I couldn’t find a quick way to see the total number of vertices for all features in a layer (I thought a number like that might be on the Information tab of layer properties, but alas, not the case) but I did figure out something that was good enough for my purposes: ogrinfo + grep + sed + wc

In this example I have a railways.gpkg GeoPackage with a railways line layer in it:

$ ogrinfo -al railways.gpkg railways | grep MULTILINESTRING | sed 's/,/\n/g' | wc -l

947

Across all of the separate line features in that layer, there are 947 vertices in total.

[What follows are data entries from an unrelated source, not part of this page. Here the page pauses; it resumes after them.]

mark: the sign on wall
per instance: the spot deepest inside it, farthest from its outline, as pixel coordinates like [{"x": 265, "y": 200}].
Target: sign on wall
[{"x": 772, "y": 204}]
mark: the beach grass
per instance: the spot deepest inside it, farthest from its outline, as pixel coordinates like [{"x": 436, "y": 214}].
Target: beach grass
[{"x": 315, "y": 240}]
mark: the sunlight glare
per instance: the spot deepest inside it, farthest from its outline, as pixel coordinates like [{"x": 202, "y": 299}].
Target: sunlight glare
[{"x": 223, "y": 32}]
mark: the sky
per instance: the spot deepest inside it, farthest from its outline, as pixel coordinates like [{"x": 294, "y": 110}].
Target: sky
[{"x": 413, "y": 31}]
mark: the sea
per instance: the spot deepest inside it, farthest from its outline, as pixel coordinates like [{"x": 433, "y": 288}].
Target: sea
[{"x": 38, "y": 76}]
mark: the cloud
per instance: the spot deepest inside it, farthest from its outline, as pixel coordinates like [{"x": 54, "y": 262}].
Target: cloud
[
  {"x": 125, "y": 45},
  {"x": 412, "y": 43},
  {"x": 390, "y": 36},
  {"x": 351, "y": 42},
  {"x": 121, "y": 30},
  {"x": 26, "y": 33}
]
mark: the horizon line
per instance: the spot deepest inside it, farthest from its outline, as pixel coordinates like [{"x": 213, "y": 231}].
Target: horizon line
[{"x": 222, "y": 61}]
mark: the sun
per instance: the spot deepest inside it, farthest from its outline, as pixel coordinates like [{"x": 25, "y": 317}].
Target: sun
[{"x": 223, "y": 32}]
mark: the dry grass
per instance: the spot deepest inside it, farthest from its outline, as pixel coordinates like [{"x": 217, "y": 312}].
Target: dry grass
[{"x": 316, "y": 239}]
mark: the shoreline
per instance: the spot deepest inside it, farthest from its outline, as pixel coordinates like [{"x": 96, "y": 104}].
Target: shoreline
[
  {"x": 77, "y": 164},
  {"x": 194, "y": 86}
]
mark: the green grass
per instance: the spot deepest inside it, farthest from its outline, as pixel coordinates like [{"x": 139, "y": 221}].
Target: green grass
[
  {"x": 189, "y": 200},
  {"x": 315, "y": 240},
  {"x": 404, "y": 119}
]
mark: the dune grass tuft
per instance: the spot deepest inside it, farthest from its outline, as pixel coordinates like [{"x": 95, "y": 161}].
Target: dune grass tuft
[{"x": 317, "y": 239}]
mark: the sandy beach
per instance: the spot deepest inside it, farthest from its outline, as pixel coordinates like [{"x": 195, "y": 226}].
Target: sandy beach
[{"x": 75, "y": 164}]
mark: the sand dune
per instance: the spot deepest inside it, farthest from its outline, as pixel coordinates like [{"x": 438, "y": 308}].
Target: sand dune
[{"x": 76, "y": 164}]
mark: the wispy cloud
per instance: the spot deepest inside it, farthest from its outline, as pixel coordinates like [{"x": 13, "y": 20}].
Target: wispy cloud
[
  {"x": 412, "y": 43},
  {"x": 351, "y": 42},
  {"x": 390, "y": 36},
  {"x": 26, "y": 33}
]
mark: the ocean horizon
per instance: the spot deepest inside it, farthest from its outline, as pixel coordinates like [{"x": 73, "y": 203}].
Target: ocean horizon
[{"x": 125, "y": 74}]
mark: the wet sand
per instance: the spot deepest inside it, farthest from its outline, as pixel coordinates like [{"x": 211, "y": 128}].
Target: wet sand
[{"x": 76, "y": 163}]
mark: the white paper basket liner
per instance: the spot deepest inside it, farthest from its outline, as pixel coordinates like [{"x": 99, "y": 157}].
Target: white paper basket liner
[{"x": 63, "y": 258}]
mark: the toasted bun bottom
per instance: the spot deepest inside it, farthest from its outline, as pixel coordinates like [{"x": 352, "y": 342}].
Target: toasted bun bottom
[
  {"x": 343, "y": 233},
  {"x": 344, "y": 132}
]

In my workflow I was then running Simplify, exporting that layer, and then seeing how many vertices I had afterwards:

$ ogrinfo -al simplify-testing.gpkg railways-01 | grep MULTILINESTRING | sed 's/,/\n/g' | wc -l

733

Then some different Simplify settings:

$ ogrinfo -al simplify-testing.gpkg railways-02 | grep MULTILINESTRING | sed 's/,/\n/g' | wc -l

473

How does it work?

  • ogrinfo -al – will show some summary information followed by all the features in the layer you specify (if you don’t specify a layer name, it will show info for all layers in the GeoPackage)
  • the features are described in Well-known text (WKT) format, so it’s plain text which can be processed fairly easily by…
  • grep – this part looks for lines containing the keyword, MULTILINESTRING in my example (with different data you might want MULTIPOLYGON) and prints only those lines
  • conveniently the entire WKT representation is a single line, so grep successfully returns everything required from the ogrinfo output needed to count all the vertices, i.e. all the coordinate pairs
  • sed 's/,/\n/g' – this part takes the output from grep and replaces any occurrences of commas , with a newline \n (I’m using GNU sed on Linux, I think BSD sed on macOS should be the same but I haven’t tested it)
  • this produces something like what you can see below… one coordinate pair per line…
  • wc -l – this counts all the lines in the output, aka all the vertices!
$ ogrinfo -al railways.gpkg railways | grep MULTILINESTRING | sed 's/,/\n/g'

  MULTILINESTRING ((326343.067914476 699952.081255119
326326.294311321 699945.679406577
326279.537614386 699929.040120446
326272.308185448 699925.635671824
326269.864460866 699923.974497699
326264.825931878 699917.292699352
326260.249880988 699913.308166329
326256.81289869 699911.65298891
326252.411784718 699910.971843371
326191.436753691 699903.306639874
326152.162691257 699897.950574015
326104.287456025 699891.741498902
326100.665299435 699890.512683497
326098.475138823 699889.158937651
326097.145730218 699886.5991274
326096.98673549 699882.070881193
326088.73999974 699881.244820814))
  MULTILINESTRING ((326088.576104651 699889.719608428
326048.426874557 699891.5713071
326010.867455132 699892.755158391
325966.641678623 699894.744934465
325912.685024184 699901.980194745
325845.325438812 699916.072416438
325803.626955977 699926.659048399
325765.153390555 699939.895373231
325728.441800731 699951.977057214

<snip>

I did find the existence of the num_points($geometry) function before doing this, but deemed that to have too many steps for my liking. Undoubtedly using that function would be more suitable in other circumstances.